ベッドの脇にあるテーブルの上には、昨日、パロールから借りた本が置いてある。昨晩の内に、中は一通り見たのだが、まだ読み込むという領域には至っていない。
もう少し読みたい気持ちがある一方、アスマの厄介さを考えたら、取り敢えず、これを押しつけることで、一度、頭を冷静にさせようかとも思う。
そうしないとイリスが困るだろうと考えたところで、ベルはアスマに話したことをシドラスにも報告しないといけないと思った。シドラスと情報を共有し、今後のアスマの対応について話し合わなければ、アスマを納得させるまで言い包めることは難しい。
さて、何から手をつけようかと考えている間に、ベルのメイドとしての一日は自然といつもの始まりを迎えていた。
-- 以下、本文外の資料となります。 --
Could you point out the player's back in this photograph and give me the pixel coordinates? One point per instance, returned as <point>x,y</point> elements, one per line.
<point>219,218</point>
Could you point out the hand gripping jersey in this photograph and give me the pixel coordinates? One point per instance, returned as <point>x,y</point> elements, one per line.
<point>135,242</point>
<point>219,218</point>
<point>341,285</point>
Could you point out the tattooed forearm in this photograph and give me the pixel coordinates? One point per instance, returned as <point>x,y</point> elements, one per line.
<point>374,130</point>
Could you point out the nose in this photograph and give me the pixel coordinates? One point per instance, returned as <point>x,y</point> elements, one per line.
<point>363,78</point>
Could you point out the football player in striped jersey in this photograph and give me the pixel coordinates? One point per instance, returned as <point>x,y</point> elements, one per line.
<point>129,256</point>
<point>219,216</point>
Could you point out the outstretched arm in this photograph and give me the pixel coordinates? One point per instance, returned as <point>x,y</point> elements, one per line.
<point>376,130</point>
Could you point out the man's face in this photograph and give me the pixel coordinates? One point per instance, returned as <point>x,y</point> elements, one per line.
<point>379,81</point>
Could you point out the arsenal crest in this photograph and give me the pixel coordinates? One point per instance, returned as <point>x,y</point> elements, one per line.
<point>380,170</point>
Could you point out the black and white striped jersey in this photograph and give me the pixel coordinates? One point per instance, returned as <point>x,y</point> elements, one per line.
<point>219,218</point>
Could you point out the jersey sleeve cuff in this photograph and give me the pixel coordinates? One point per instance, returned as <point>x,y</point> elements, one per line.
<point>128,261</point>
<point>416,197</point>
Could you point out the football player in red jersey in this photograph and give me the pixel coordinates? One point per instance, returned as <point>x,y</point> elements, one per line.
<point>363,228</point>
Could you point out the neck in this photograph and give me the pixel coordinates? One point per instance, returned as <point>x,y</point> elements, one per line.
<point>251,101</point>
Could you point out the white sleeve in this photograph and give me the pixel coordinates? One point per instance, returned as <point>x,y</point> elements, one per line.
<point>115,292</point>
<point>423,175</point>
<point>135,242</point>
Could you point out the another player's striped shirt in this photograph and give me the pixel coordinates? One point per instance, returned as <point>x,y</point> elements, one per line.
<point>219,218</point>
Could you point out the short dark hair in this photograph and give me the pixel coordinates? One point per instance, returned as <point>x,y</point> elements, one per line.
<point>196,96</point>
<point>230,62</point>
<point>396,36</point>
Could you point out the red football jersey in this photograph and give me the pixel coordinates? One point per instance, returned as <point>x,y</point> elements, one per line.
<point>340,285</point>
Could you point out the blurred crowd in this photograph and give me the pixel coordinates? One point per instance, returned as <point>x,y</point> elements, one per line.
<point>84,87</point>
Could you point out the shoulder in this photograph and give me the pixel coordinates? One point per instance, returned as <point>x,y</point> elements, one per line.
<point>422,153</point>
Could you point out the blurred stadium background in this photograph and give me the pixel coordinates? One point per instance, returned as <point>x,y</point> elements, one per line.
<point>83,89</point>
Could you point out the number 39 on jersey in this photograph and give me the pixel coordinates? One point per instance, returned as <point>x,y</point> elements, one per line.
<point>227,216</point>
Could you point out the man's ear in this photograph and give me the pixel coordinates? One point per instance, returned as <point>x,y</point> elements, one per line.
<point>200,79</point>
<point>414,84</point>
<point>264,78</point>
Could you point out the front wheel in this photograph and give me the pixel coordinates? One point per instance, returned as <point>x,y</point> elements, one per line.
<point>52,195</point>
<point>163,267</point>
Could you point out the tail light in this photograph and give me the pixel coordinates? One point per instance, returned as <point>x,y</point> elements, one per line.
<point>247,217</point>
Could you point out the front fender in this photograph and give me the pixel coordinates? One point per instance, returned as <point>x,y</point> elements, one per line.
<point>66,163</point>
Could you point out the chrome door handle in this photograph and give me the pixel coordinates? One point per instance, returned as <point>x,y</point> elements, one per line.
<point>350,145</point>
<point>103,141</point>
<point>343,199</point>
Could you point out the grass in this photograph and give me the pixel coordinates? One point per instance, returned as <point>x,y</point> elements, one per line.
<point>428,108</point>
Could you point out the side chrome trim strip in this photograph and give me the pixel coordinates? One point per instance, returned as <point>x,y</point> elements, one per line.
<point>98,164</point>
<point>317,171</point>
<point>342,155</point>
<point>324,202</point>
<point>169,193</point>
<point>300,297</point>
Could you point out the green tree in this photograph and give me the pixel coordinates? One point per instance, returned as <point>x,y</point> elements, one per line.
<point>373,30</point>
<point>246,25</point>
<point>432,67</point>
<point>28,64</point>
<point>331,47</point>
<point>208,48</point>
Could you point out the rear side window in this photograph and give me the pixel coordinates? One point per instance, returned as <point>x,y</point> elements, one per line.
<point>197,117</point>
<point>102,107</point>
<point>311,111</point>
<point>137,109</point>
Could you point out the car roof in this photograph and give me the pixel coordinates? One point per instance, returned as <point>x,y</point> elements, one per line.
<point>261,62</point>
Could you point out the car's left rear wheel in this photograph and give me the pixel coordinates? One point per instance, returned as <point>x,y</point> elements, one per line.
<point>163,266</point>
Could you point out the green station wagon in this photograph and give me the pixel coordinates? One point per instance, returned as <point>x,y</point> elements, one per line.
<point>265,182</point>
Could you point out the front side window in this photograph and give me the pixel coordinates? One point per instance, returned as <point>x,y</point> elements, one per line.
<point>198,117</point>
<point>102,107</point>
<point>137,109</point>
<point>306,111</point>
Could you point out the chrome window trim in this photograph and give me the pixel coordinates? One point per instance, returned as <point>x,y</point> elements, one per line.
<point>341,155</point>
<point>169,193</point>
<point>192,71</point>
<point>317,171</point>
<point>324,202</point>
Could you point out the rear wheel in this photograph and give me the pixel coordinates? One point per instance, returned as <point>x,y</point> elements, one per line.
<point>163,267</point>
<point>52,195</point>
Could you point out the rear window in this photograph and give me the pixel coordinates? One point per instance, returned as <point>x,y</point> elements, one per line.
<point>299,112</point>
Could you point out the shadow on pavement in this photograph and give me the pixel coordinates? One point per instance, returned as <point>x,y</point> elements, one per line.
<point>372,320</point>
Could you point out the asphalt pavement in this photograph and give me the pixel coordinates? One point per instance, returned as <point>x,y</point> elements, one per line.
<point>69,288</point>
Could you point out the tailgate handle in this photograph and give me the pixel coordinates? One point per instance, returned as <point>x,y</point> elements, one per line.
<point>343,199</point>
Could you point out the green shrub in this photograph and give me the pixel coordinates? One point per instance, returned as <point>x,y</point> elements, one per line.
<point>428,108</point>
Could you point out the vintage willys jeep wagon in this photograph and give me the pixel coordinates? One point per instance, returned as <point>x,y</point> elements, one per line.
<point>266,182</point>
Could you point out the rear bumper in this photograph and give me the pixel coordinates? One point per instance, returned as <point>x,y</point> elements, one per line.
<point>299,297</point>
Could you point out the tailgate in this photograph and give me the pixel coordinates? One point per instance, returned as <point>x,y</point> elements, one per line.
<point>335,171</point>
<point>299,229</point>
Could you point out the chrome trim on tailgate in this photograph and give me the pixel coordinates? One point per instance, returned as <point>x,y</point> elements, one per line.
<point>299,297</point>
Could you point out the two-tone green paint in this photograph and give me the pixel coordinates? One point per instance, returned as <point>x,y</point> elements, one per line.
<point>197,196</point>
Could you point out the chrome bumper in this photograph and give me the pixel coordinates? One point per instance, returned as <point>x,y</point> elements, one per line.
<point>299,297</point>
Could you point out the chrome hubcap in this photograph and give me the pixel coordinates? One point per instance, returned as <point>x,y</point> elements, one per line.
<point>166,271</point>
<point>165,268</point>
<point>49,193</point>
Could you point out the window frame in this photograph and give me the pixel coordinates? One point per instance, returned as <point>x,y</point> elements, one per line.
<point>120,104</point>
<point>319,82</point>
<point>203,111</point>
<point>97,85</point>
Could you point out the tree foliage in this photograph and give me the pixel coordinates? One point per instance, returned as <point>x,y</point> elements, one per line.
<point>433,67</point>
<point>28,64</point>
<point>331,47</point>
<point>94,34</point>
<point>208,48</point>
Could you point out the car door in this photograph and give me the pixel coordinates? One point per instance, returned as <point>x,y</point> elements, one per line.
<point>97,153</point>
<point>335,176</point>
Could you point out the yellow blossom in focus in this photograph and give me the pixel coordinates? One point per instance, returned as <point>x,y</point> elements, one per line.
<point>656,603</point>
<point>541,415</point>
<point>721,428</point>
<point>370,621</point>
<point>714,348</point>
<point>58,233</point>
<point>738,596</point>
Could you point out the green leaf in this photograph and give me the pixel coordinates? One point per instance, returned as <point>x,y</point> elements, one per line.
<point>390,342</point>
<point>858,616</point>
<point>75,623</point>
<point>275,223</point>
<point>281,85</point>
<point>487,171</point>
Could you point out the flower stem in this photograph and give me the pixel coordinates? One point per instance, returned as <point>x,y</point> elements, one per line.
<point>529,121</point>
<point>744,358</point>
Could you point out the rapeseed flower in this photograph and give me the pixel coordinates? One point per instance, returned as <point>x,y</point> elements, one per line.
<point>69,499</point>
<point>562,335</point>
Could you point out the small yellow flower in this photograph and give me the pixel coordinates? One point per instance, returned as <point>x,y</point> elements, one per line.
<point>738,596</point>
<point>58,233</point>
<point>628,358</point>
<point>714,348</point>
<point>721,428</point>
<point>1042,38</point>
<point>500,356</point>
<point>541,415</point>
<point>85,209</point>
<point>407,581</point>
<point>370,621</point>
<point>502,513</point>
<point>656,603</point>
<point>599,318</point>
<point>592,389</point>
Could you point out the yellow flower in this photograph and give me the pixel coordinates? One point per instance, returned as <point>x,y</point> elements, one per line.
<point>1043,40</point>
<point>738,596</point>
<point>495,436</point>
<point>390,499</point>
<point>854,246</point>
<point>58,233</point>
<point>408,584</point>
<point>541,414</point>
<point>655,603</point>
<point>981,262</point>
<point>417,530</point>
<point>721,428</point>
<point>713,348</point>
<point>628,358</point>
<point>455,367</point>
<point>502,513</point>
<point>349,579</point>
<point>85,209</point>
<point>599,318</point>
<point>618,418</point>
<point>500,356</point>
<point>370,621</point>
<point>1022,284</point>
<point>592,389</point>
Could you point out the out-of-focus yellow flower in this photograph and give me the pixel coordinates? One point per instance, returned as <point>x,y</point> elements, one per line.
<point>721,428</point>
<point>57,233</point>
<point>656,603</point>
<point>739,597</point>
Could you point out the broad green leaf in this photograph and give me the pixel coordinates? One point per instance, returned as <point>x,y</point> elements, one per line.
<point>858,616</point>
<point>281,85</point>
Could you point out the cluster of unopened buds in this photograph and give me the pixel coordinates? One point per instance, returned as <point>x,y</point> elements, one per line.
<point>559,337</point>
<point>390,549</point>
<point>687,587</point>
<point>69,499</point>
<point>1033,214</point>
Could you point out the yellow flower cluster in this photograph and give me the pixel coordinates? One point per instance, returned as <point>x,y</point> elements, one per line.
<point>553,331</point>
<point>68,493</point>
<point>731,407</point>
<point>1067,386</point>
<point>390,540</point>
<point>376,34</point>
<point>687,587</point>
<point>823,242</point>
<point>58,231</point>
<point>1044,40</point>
いつものように集まり、いつものように仕事に移っていく。いつものようにベルは忙しくなり、アスマのことも頭から抜け落ちそうになるが、厄介さに対する解決は偶然にも逢っていないだけだと理解できていた。
シドラスに対する報告は難しく、アスマはハイネセンに突撃している可能性がある。それをイリスが止めていることを考えたら、現在のベルにできることくらいはしておいた方がいいように思えてくる。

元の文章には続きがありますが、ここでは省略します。